Three blocks east, the Watertown Dance Collective occupies a converted textile mill with exposed brick and sprung-wood floors. Where En Pointe drills classical technique, the Collective prioritizes access. It runs the city's largest adaptive dance program, partnering with Watertown Public Schools to offer weekly classes for students with autism and Down syndrome. Its annual student-choreographed showcase, Open Floor, has sold out the 240-seat Mosesian Center for the Arts for five consecutive years. "We get retirees dancing next to college students next to kids who started with us in wheelchairs," says artistic director James Okonkwo, who founded the Collective in 2016. "The technique varies wildly. The commitment doesn't."
Then there is the Ballet Conservatory, Watertown's oldest surviving studio, established in 2008 by Elena Voss's mother, former Royal Danish Ballet soloist Ingrid Voss. The Conservatory is selective—accepting roughly 30 percent of auditioning students into its full-time program—and unapologetically classical. Its alumni roll call includes three dancers currently in American Ballet Theatre's studio company, two in Boston Ballet II, and one, 22-year-old Elena Voss herself, who returned to Watertown in 2022 to teach after dancing with Dresden Semperoper Ballett. "I left when I was fifteen," Voss says. "I came back because this is where the training actually prepared me for what came next."
Beyond the Studio Walls
The rise of dance in Watertown has reshaped more than its students. The annual Watertown Dance Festival, launched in 2017, drew an estimated 2,800 attendees across its three-day run last April, according to organizers. Hotels in nearby Newton and Cambridge reported increased bookings that weekend, and several Main Street restaurants have begun offering pre-show dinner specials during performance seasons.
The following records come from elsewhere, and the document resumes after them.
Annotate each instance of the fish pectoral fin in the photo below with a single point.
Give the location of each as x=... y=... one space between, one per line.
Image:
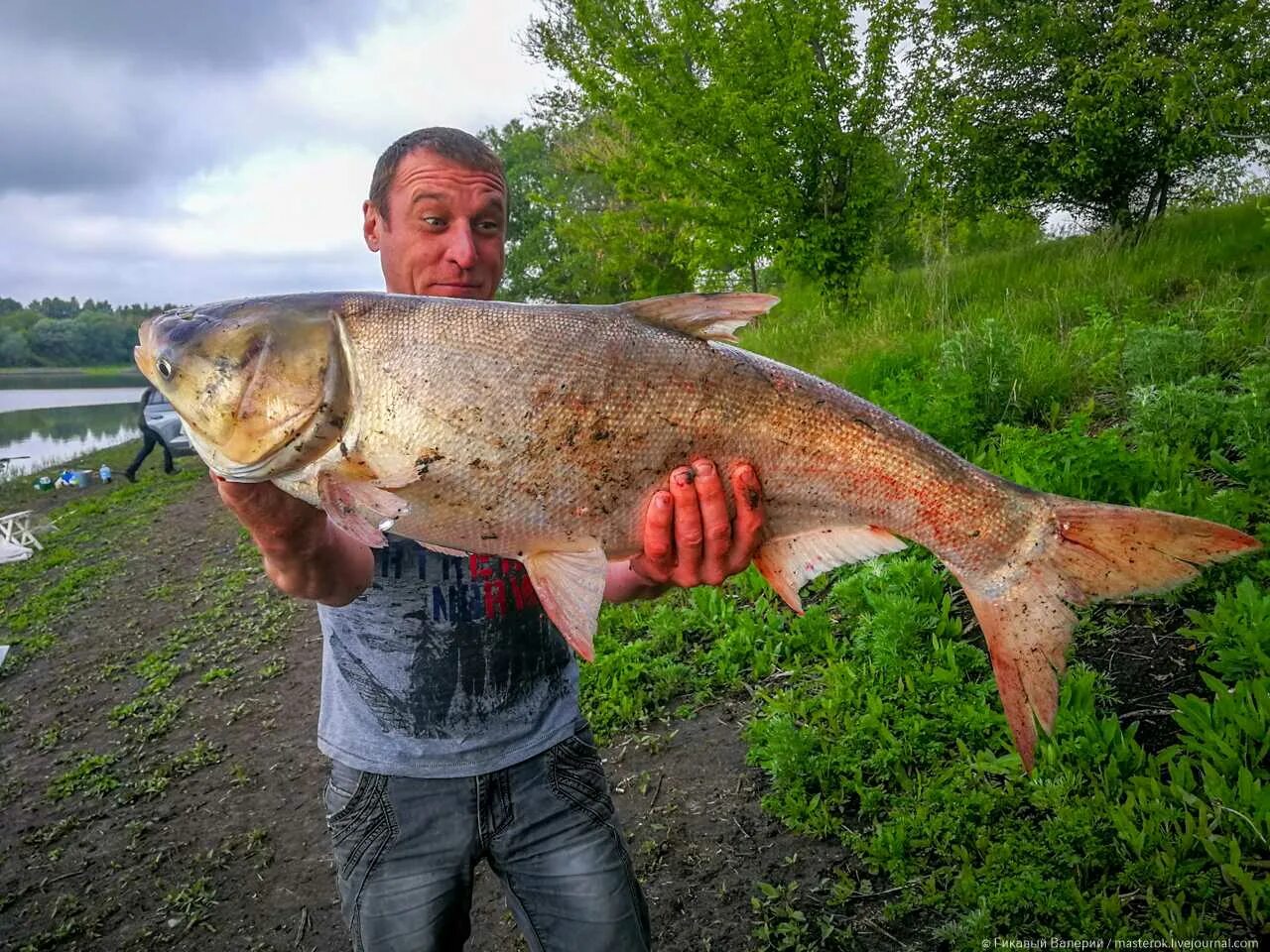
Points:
x=359 y=509
x=571 y=585
x=792 y=561
x=705 y=316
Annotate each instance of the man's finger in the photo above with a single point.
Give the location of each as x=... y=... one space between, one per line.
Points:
x=747 y=531
x=688 y=527
x=657 y=561
x=715 y=522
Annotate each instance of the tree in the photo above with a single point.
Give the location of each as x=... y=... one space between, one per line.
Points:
x=752 y=130
x=55 y=341
x=13 y=349
x=570 y=238
x=1109 y=108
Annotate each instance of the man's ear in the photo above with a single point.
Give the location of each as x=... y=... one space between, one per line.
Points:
x=371 y=225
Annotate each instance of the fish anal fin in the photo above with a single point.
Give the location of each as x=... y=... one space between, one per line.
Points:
x=792 y=561
x=1079 y=552
x=352 y=506
x=444 y=549
x=571 y=585
x=705 y=316
x=1028 y=635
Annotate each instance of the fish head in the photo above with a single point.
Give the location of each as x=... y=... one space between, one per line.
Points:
x=261 y=384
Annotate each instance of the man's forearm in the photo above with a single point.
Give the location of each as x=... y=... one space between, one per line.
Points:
x=327 y=566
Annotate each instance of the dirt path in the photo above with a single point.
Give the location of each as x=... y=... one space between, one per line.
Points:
x=160 y=783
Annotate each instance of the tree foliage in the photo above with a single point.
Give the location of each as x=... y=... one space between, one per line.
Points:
x=751 y=131
x=59 y=333
x=570 y=236
x=1109 y=108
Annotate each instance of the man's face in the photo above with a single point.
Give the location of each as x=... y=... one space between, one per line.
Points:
x=443 y=230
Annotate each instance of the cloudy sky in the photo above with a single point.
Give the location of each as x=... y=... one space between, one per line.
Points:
x=155 y=151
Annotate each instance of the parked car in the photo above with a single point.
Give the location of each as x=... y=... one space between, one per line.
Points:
x=163 y=419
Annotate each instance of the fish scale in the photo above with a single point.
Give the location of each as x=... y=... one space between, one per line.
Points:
x=541 y=431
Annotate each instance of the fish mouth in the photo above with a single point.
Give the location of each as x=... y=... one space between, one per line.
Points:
x=307 y=433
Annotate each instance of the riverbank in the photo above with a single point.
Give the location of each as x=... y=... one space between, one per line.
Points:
x=159 y=775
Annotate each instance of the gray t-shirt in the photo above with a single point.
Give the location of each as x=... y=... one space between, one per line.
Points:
x=445 y=666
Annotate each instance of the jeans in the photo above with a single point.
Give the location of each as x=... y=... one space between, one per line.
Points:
x=150 y=439
x=407 y=848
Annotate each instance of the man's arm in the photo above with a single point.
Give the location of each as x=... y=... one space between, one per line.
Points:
x=689 y=537
x=304 y=553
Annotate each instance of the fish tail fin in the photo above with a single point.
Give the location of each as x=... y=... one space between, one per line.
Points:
x=1084 y=552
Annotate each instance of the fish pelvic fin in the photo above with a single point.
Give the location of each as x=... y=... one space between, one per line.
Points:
x=359 y=509
x=792 y=561
x=571 y=587
x=1084 y=552
x=705 y=316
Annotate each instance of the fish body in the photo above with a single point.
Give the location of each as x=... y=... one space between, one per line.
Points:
x=540 y=433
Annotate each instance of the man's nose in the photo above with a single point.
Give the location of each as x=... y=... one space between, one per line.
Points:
x=462 y=245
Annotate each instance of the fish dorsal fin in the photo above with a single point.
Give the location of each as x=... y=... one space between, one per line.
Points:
x=571 y=585
x=790 y=562
x=705 y=316
x=358 y=508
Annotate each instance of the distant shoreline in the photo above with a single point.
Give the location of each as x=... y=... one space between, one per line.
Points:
x=82 y=371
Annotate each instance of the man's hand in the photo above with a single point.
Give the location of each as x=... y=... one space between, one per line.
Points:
x=689 y=537
x=305 y=556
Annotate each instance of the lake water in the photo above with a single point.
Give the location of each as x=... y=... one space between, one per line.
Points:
x=56 y=416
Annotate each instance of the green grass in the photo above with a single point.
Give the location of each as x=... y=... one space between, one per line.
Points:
x=1127 y=373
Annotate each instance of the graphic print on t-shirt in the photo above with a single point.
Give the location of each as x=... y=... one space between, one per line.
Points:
x=441 y=643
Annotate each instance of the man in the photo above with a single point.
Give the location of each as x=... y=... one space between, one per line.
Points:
x=449 y=703
x=149 y=438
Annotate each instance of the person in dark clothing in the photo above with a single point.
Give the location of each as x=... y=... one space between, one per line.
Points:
x=149 y=439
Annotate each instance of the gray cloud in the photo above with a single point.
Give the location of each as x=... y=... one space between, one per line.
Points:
x=107 y=95
x=164 y=151
x=226 y=35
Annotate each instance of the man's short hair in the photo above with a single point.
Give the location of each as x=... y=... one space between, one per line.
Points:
x=457 y=146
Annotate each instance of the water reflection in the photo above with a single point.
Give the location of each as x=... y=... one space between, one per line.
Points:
x=53 y=435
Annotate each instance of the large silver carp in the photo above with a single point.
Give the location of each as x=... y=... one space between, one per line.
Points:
x=540 y=433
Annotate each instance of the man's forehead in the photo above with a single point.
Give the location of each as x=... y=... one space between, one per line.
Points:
x=430 y=173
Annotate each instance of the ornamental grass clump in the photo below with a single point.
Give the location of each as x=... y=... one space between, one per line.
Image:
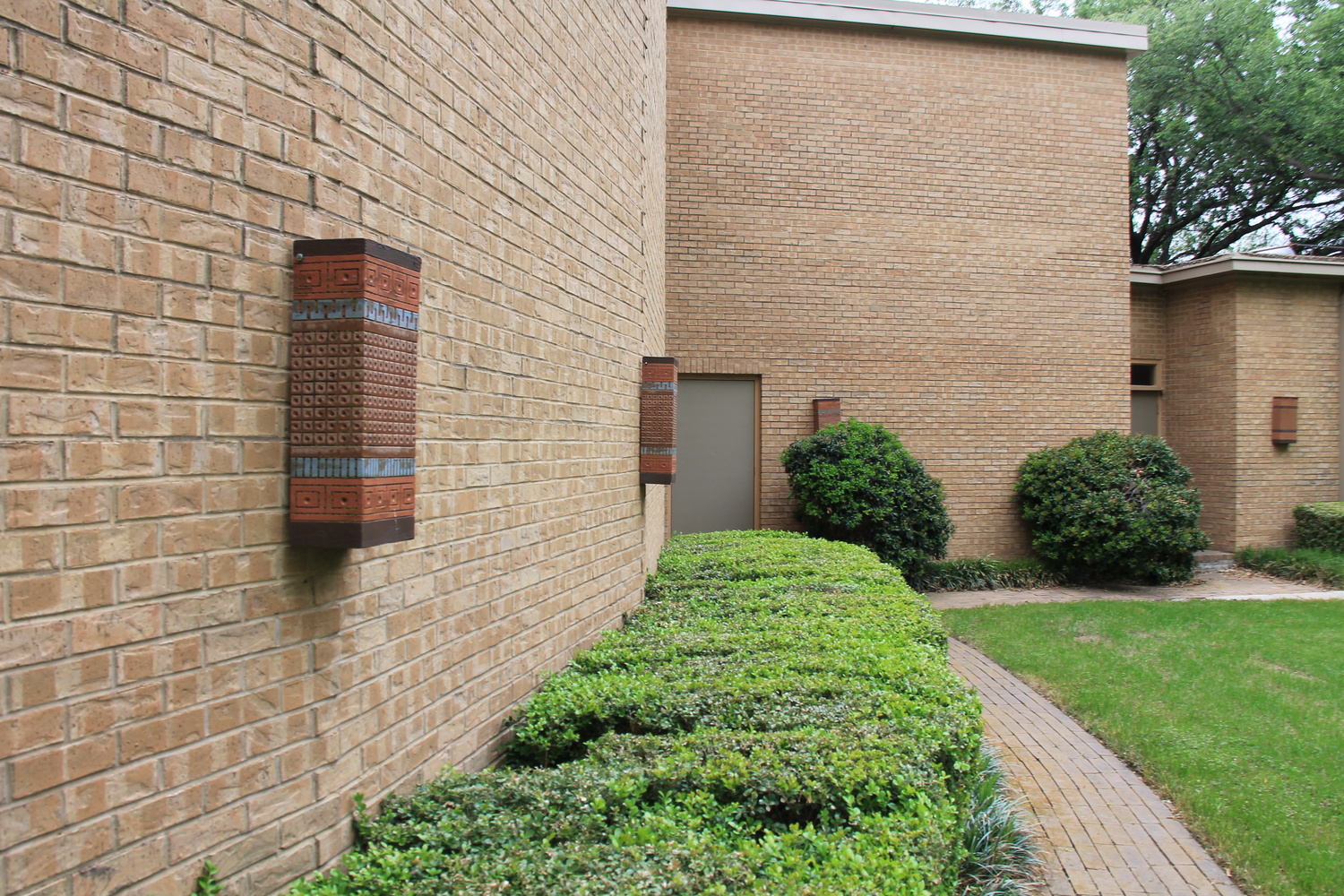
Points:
x=1112 y=506
x=777 y=719
x=855 y=482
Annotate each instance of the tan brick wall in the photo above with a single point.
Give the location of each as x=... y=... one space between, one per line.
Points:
x=175 y=683
x=1233 y=343
x=1287 y=344
x=935 y=230
x=1148 y=323
x=1199 y=397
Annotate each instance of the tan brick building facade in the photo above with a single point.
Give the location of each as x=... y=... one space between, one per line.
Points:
x=1228 y=335
x=929 y=225
x=175 y=681
x=919 y=210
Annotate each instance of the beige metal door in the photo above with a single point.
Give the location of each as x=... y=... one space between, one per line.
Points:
x=715 y=455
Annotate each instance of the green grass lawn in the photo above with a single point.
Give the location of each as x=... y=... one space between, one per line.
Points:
x=1234 y=710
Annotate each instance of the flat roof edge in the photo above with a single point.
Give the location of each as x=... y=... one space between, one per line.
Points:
x=922 y=16
x=1239 y=263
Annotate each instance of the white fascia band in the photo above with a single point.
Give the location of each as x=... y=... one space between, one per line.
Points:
x=929 y=18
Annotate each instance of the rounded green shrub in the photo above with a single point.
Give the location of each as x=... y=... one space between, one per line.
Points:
x=855 y=482
x=1112 y=506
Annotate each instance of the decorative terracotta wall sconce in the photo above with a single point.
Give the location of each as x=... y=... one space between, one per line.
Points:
x=824 y=413
x=352 y=394
x=658 y=421
x=1284 y=421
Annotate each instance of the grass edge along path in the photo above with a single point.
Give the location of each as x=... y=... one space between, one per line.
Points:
x=777 y=718
x=1230 y=710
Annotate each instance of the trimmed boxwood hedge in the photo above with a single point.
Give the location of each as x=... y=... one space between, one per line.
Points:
x=1320 y=525
x=779 y=718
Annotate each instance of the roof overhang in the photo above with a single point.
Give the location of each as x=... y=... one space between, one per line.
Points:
x=1239 y=263
x=967 y=22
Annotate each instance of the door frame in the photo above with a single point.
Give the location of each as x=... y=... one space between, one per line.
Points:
x=755 y=438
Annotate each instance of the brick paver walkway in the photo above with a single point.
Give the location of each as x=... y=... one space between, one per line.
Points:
x=1107 y=831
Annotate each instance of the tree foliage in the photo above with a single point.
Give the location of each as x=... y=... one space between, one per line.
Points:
x=1236 y=126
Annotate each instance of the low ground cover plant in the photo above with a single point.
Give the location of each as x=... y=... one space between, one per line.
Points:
x=779 y=718
x=855 y=482
x=1112 y=506
x=1314 y=565
x=1231 y=708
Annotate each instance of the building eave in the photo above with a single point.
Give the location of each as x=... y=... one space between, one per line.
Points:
x=1238 y=263
x=986 y=24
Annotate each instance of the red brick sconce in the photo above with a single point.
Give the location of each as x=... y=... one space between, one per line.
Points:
x=658 y=422
x=1284 y=421
x=824 y=413
x=352 y=394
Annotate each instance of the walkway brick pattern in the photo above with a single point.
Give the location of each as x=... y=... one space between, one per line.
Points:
x=1107 y=831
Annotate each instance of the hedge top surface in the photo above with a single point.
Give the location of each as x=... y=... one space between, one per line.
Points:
x=744 y=556
x=777 y=719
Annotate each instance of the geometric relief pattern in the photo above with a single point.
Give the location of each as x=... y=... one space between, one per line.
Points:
x=355 y=325
x=658 y=421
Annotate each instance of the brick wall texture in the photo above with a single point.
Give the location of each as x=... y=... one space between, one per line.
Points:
x=933 y=230
x=175 y=681
x=1228 y=346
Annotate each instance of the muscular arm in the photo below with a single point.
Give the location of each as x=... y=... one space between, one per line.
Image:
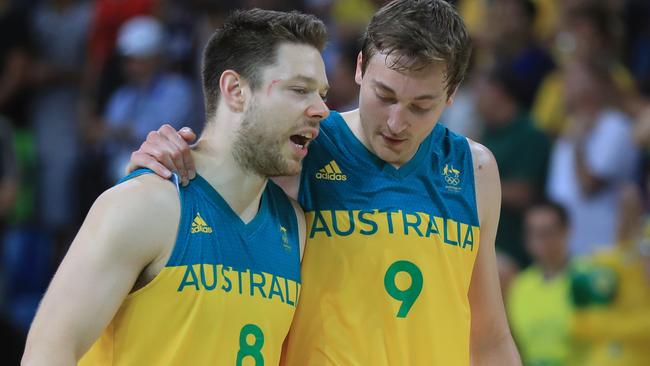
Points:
x=491 y=342
x=119 y=238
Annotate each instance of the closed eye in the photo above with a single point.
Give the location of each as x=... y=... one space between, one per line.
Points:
x=301 y=91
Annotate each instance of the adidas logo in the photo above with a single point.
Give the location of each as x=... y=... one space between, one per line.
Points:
x=331 y=171
x=199 y=225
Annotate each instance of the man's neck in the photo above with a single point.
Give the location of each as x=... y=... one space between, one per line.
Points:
x=241 y=189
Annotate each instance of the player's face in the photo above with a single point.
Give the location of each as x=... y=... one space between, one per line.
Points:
x=398 y=110
x=284 y=113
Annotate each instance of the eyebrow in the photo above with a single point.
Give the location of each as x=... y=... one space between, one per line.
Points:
x=390 y=90
x=309 y=80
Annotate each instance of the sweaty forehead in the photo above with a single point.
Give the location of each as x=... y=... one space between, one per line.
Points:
x=428 y=80
x=295 y=60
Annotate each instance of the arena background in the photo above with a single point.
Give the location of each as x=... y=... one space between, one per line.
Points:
x=559 y=90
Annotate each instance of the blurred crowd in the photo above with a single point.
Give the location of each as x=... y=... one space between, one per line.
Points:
x=558 y=90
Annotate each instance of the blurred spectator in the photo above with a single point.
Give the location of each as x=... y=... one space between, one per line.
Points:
x=637 y=50
x=14 y=62
x=589 y=32
x=344 y=92
x=101 y=75
x=55 y=75
x=150 y=97
x=8 y=171
x=538 y=303
x=594 y=156
x=521 y=151
x=617 y=331
x=510 y=23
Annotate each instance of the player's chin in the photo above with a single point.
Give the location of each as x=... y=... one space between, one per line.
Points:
x=291 y=166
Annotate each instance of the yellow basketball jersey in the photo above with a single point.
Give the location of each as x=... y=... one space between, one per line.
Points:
x=389 y=255
x=226 y=296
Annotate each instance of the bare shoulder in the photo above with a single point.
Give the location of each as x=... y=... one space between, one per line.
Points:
x=139 y=216
x=484 y=162
x=487 y=183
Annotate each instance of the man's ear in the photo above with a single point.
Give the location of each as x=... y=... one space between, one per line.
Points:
x=232 y=88
x=450 y=99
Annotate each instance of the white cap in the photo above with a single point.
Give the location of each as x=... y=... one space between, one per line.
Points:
x=141 y=36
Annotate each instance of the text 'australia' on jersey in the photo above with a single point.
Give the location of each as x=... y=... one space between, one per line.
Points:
x=226 y=296
x=389 y=254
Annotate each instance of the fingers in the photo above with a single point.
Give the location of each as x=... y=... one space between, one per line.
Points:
x=141 y=159
x=159 y=151
x=180 y=151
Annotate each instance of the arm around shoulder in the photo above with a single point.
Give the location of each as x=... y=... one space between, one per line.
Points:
x=491 y=341
x=118 y=239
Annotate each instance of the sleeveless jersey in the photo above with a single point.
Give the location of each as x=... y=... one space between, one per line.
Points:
x=226 y=296
x=389 y=254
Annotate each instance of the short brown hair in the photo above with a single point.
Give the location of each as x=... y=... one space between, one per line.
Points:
x=419 y=33
x=248 y=41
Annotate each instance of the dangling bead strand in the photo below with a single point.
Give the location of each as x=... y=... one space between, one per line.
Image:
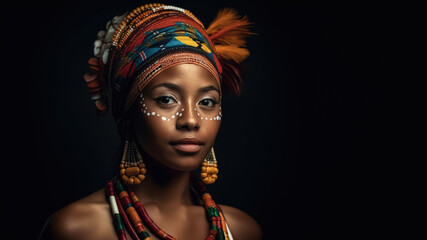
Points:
x=117 y=219
x=131 y=212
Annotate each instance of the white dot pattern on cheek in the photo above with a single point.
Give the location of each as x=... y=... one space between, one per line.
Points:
x=178 y=114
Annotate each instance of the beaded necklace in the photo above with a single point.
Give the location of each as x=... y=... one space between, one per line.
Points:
x=127 y=212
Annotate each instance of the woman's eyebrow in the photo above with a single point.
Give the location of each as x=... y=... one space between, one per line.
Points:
x=208 y=88
x=171 y=86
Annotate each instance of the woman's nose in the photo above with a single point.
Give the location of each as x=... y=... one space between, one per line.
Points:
x=189 y=120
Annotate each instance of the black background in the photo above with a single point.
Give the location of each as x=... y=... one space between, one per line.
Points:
x=299 y=150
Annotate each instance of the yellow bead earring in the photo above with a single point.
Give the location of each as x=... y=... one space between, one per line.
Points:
x=132 y=168
x=209 y=170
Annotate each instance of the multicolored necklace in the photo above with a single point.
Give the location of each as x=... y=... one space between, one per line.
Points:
x=127 y=212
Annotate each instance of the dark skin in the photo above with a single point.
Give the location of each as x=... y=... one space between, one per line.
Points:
x=165 y=193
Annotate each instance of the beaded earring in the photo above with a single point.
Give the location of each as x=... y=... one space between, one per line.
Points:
x=132 y=168
x=209 y=170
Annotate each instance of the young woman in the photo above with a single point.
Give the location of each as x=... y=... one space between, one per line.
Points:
x=163 y=74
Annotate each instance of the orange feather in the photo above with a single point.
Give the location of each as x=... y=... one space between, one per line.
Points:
x=228 y=32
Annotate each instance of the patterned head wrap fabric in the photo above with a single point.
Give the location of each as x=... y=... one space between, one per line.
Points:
x=139 y=45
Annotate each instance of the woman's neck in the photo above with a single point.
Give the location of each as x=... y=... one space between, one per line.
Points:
x=164 y=186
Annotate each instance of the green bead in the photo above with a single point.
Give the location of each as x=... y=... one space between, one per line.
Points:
x=144 y=235
x=117 y=222
x=214 y=227
x=119 y=187
x=220 y=235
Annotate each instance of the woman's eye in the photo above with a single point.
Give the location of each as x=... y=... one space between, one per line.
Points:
x=207 y=102
x=165 y=100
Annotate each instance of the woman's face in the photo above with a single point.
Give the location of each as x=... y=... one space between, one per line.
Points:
x=178 y=116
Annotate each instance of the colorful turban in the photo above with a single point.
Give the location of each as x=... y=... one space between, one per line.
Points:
x=139 y=45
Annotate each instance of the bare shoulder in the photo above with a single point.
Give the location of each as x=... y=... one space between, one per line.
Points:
x=241 y=224
x=87 y=218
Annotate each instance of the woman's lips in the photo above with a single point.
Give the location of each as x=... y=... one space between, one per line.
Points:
x=188 y=145
x=190 y=148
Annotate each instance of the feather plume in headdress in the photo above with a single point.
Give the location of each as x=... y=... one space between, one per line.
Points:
x=228 y=32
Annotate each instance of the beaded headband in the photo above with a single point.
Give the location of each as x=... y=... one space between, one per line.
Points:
x=139 y=45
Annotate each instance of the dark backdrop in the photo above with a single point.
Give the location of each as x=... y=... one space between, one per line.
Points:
x=298 y=150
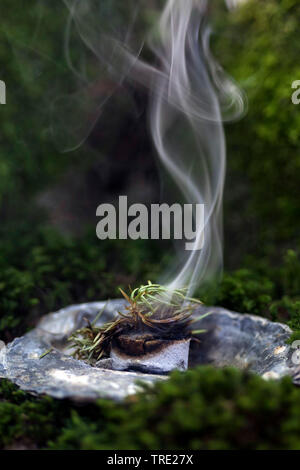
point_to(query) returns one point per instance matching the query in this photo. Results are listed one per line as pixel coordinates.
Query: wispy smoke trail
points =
(190, 98)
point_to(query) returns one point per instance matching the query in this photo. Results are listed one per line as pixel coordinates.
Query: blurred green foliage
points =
(42, 270)
(258, 45)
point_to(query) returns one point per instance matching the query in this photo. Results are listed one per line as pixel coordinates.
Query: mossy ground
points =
(42, 270)
(200, 409)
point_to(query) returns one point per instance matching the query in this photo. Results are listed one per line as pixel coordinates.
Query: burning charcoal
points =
(149, 354)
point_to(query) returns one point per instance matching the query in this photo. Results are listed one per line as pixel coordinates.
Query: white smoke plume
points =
(191, 97)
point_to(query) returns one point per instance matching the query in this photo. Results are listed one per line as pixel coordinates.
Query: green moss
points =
(200, 409)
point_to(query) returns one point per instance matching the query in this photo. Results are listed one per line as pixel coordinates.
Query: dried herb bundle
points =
(152, 308)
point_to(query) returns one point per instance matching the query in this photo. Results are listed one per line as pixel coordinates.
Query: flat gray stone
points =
(231, 339)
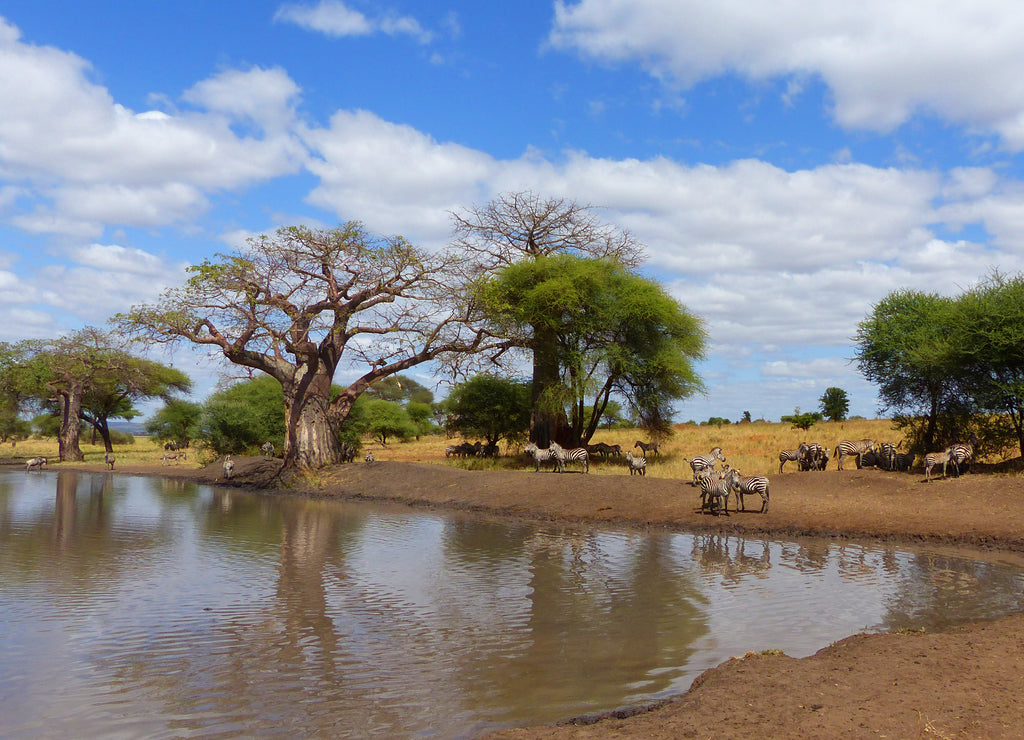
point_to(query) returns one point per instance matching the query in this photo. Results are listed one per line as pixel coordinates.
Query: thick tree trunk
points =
(71, 408)
(310, 437)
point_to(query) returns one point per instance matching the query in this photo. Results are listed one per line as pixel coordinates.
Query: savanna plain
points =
(967, 682)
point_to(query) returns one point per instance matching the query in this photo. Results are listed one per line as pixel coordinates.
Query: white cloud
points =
(883, 61)
(333, 17)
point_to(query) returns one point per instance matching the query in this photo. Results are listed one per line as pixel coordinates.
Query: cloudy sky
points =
(785, 164)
The studios have also embedded themselves in the city's social infrastructure. Through a pooled outreach initiative started in 2019, the three largest studios collectively provide free weekly classes to roughly 90 children from low-income families, funded partly by a city arts grant and partly by parent-volunteer fundraising. The Conservatory additionally runs a shoe-and-costume exchange that distributed 170 pairs of pointe shoes last year, addressing one of ballet's steepest hidden costs.
Still, the growth has not been without tension. Some longtime residents have complained about parking congestion on performance weekends, and in 2022 the city council debated—and ultimately rejected—a proposed noise ordinance that would have limited evening rehearsal hours. "We're not a sleepy suburb anymore," says local business owner Carla Mendez, whose coffee shop sits between two studios. "Saturday mornings, my line is full of parents in leotards and kids doing stretching exercises at the counter. It's chaotic. It's also my best revenue day."
What's Next
Watertown's dance community now faces the challenges that come with maturity: rising commercial rents, competition for qualified teachers, and the eternal question of whether to grow larger or dig deeper. The Collective is expanding its adaptive program to include adult dancers with Parkinson's disease. En Pointe is exploring a partnership with a physical therapy clinic to reduce injury rates among pre-professional students. The Conservatory, under Elena Voss's co-directorship, has begun inviting alumni back to choreograph original works for its spring repertory program.